À l’époque du dernier passage de Livingstone, quinze ou seize mois avant notre arrivée, le grain et les légumes abondaient, les chèvres étaient nombreuses ; mais depuis lors sont venues des bandes de Vouanyamouési et d’autres gens, qui ont pris non seulement les chèvres, mais ceux qui les élevaient et cultivaient le sol.

La traite de l’homme s’étend dans l’intérieur ; elle continuera ses ravages jusqu’à ce qu’elle soit arrêtée par une main puissante, ou jusqu’à ce qu’elle s’éteigne faute d’aliment. La dépopulation est rapide ; il y a quelques années à peine que les Arabes ont pénétré dans le Manyéma, et déjà ils sont établis à Nyanngoué, d’où leurs bandes vont chasser l’esclave beaucoup plus loin.

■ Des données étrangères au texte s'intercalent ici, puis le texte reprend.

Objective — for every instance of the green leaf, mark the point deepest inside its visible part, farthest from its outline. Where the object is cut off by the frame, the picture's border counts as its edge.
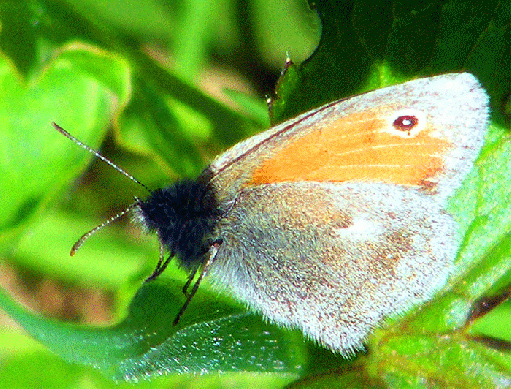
(146, 344)
(83, 99)
(364, 45)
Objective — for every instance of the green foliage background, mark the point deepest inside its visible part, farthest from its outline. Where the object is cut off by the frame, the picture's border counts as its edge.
(131, 78)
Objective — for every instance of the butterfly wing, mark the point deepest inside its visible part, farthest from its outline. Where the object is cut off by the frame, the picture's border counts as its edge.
(334, 220)
(334, 259)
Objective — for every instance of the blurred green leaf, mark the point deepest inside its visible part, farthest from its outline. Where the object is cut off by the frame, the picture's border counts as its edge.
(364, 45)
(146, 344)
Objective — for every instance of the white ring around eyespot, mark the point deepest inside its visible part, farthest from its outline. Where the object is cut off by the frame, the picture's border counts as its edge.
(421, 117)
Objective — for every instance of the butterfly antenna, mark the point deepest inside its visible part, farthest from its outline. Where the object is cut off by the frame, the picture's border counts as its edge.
(104, 159)
(88, 234)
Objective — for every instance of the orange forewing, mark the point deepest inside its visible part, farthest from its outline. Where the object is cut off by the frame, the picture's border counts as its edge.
(357, 147)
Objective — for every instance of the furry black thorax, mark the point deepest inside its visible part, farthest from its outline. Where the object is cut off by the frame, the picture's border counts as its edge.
(183, 215)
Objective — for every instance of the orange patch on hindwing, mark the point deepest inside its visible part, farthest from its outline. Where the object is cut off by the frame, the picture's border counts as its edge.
(358, 147)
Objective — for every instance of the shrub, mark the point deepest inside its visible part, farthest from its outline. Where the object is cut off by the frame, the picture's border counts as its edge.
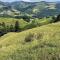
(29, 38)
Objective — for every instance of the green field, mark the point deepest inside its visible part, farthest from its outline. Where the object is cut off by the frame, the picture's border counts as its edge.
(41, 43)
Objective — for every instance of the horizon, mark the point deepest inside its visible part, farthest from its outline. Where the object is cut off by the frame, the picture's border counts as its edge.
(30, 0)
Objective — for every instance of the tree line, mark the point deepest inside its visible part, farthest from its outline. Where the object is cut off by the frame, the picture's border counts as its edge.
(9, 28)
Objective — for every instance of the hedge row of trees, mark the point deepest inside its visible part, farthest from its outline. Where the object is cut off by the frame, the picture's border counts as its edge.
(9, 28)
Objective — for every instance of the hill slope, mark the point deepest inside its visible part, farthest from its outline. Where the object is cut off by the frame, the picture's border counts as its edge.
(35, 9)
(41, 43)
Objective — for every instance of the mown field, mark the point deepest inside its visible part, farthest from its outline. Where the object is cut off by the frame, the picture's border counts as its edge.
(41, 43)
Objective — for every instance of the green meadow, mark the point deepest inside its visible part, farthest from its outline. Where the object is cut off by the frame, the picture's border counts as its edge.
(40, 43)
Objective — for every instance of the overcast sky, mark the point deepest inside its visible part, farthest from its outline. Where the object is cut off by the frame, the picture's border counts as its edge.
(28, 0)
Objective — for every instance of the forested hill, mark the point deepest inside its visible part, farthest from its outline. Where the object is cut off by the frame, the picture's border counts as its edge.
(35, 9)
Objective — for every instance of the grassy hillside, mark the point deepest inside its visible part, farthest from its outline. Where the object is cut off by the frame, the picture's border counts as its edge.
(9, 21)
(41, 43)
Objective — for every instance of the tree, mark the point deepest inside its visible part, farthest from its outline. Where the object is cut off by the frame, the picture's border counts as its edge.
(4, 27)
(11, 28)
(58, 18)
(17, 29)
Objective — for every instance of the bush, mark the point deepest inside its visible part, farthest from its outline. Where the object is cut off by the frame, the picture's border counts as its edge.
(29, 38)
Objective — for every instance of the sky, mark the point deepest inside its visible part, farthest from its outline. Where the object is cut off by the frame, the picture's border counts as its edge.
(29, 0)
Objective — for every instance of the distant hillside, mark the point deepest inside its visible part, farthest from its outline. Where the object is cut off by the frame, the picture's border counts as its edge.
(33, 44)
(35, 9)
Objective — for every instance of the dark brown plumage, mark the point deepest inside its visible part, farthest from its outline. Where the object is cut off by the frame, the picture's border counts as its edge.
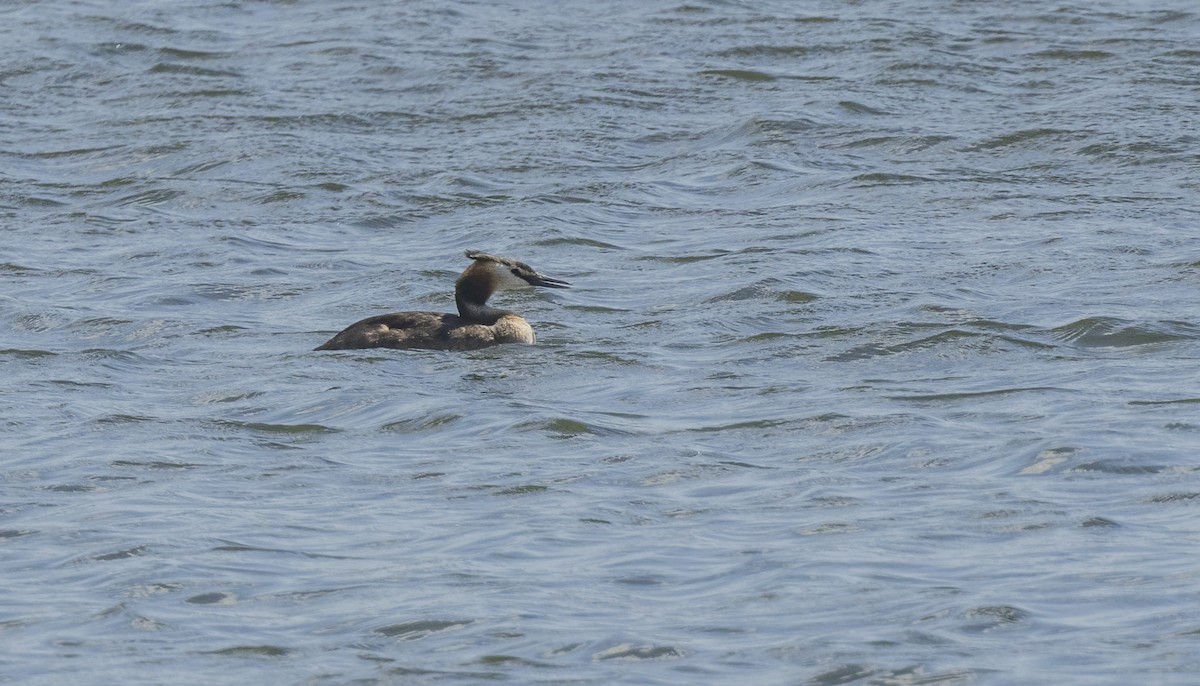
(475, 326)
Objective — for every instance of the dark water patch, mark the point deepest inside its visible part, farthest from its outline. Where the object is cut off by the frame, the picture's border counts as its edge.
(859, 108)
(27, 354)
(627, 651)
(1173, 498)
(252, 651)
(955, 397)
(275, 428)
(527, 489)
(1025, 138)
(213, 599)
(155, 464)
(423, 423)
(1170, 402)
(1113, 332)
(420, 629)
(567, 428)
(750, 76)
(193, 54)
(888, 179)
(1074, 55)
(191, 70)
(136, 552)
(1119, 468)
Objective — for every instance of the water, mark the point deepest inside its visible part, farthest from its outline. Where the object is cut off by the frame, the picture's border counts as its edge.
(880, 366)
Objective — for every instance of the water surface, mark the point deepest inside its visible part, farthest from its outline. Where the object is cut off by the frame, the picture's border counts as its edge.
(880, 367)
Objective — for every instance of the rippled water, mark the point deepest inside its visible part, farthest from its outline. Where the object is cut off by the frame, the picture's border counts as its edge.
(880, 367)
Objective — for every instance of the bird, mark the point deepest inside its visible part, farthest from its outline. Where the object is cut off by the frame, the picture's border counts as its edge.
(477, 325)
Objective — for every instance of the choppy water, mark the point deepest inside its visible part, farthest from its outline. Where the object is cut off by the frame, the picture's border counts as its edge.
(880, 367)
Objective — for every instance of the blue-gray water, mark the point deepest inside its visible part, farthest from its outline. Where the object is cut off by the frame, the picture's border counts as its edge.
(880, 367)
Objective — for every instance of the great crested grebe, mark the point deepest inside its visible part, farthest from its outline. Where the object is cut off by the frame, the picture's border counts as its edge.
(475, 326)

Le chef du pays où nous étions alors demeurait à quatre journées de marche dans l’intérieur des terres ; mais le village de Mikisanngé avait un chef appelé Mpara Gouina, auquel j’allai faire une visite. C’était un vieillard à cheveux tout à fait blancs, et dont les fonctions paraissaient peu rémunératrices, car il était bien le plus mal drapé du pays. Toutefois son front et ses cheveux étaient poudrés de rouge, de jaune et de blanc avec le pollen des fleurs ; il avait en outre sur le front un bandeau de perles, et, sur les tempes, les cicatrices en relief qui sont les marques de sa tribu.

Je le trouvai avec un de ses amis ; l’un et l’autre filaient du colon, pendant que leurs femmes et leurs filles, assises près d’eux, enlevaient les graines des capsules nouvellement récoltées. Le duvet était mis en tas à côté des fileurs, qui les employaient activement au moyen de fuseaux de bois d’environ quatorze pouces de longueur et d’un demi-pouce de diamètre. Un morceau de bois courbe, placé un peu au-dessous de l’extrémité supérieure, donne du poids à l’instrument, qui est surmonté d’un petit crochet en fil de fer.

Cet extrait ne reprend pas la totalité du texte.